Earning the starting job as a senior in 1989, Gdowski was selected as a team co-captain. He threw for 19 touchdowns, including 10 in the last 3 games, and 2 interceptions for a school record interception percentage of 1.47. He also rushed for a then school record 925 yards, breaking the quarterback rushing record that was set the previous season by Steve Taylor, and tied Taylor’s 1988 QB record for touchdowns at 13. For the season, he averaged 7.91 yards per attempt, breaking the 1983 school record of Heisman trophy winning running back Mike Rozier. Gdowski came close to being the first Nebraska quarterback to pass for 1000 yards and rush for 1000 yards in a single season, a feat that would be first achieved at Nebraska by Scott Frost in 1997. He led Nebraska to a 10-2 record and a second straight Big Eight title, resulting in a Fiesta Bowl appearance. Legendary Nebraska coach Tom Osborne referred to Gdowski as having played "as well as any quarterback I’ve ever had here". Osborne went further to say "He had speed, excellent runner, smart guy". In 1989, Gdowski was a CoSIDA Academic All-American, National Football Scholar Athlete, and Academic All Big Eight in 1988 and 1989.

===Statistics===

|  | Passing |  |  |  |  |  | Rushing |  |  |  |
|---|---|---|---|---|---|---|---|---|---|---|
| SEASON | CMP | ATT | CMP% | YDS | TD | INT | ATT | YDS | AVG | TD |
| 1987 | 1 | 2 | 50 | 8 | 0 | 0 | 18 | 131 | 7.3 | 2 |
| 1988 | 5 | 8 | 62.5 | 64 | 0 | 0 | 17 | 158 | 9.1 | 2 |
| 1989 | 71 | 136 | 52.7 | 1,326 | 19 | 2 | 117 | 925 | 7.9 | 13 |
| Totals | 77 | 146 | 52.7 | 1,398 | 19 | 2 | 152 | 1,211 | 8.0 | 17 |

In the classroom, Gdowski also excelled at Nebraska, earning multiple scholar athlete awards.

==NFL draft==
Drafted in the eighth round by the New Orleans Saints, Gdowski did not make the final team roster and was cut.

== Coaching career ==
After graduating from Nebraska, Gdowski worked with the quarterbacks, tight ends, and wide receivers in a graduate assistant capacity at Nebraska from 1991 to 1993. He then moved to South Dakota State University, where he served as the quarterbacks and wide receivers coach for two seasons.
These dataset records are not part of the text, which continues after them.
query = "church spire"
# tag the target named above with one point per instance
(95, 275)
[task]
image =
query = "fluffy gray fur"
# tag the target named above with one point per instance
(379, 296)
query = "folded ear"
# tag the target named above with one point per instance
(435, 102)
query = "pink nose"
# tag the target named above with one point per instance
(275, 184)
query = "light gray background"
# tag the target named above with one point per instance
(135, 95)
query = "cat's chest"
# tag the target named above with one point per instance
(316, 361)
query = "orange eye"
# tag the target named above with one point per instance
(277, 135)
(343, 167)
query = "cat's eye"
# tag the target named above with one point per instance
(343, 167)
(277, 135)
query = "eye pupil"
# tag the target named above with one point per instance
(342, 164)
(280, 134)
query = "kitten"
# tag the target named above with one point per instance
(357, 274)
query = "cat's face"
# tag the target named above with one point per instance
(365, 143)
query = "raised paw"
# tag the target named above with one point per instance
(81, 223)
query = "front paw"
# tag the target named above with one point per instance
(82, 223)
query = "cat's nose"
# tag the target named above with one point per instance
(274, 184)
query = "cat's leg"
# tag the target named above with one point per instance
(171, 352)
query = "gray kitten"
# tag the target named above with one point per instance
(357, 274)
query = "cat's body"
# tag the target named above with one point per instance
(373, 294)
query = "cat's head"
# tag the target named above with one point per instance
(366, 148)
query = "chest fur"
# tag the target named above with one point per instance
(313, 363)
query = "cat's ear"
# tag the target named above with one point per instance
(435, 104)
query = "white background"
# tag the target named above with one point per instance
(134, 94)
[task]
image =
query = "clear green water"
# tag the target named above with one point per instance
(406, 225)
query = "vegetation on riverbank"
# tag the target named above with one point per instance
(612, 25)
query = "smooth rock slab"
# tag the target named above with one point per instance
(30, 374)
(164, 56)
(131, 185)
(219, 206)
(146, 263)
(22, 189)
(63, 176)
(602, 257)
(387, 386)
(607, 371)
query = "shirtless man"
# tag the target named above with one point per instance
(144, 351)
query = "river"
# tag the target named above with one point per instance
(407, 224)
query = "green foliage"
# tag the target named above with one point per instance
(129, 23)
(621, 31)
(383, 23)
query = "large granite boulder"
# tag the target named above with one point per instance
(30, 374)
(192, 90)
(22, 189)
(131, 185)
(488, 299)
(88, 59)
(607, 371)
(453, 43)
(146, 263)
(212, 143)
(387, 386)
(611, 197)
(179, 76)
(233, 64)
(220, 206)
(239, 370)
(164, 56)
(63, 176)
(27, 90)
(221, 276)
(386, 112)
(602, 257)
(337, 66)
In his third season with the program, Gdowski was promoted to offensive coordinator. The following season, he moved to New Mexico State, where he served as the quarterbacks coach and recruiting coordinator from 1998 to 2002. Gdowski served as their assistant head coach and offensive coordinator for 2003 and 2004. The following year, he left for Ohio University, where he was the quarterbacks coach from 2005 to 2007. Three years later, he became Ohio's assistant head coach, co-offensive coordinator, and quarterbacks coach. In 2014, Gdowski left to join the first staff of Derek Mason (who was on the Ohio coaching staff with Gdowski in 2005 and 2006) at Vanderbilt University. He served as the recruiting coordinator and tight ends coach for 2014 and 2015. He was promoted to quarterbacks coach in 2016 and then offensive coordinator at the start of the season in 2019. In December 2019, Gdowski and Vanderbilt defensive coordinator Jason Tarver were both let go by the university.

== Personal life ==

Gdowski was born in Kearney, Nebraska and his parents are Gerry Gdowski Sr. and Carol Gdowski. The family moved to Fremont, Nebraska in 1979.

Gdowski and his wife, Sam, have three sons - Isaac, Tommy, and Luke. He is the cousin of Tom Gdowski, who played defensive tackle for Nebraska in the early 1980's.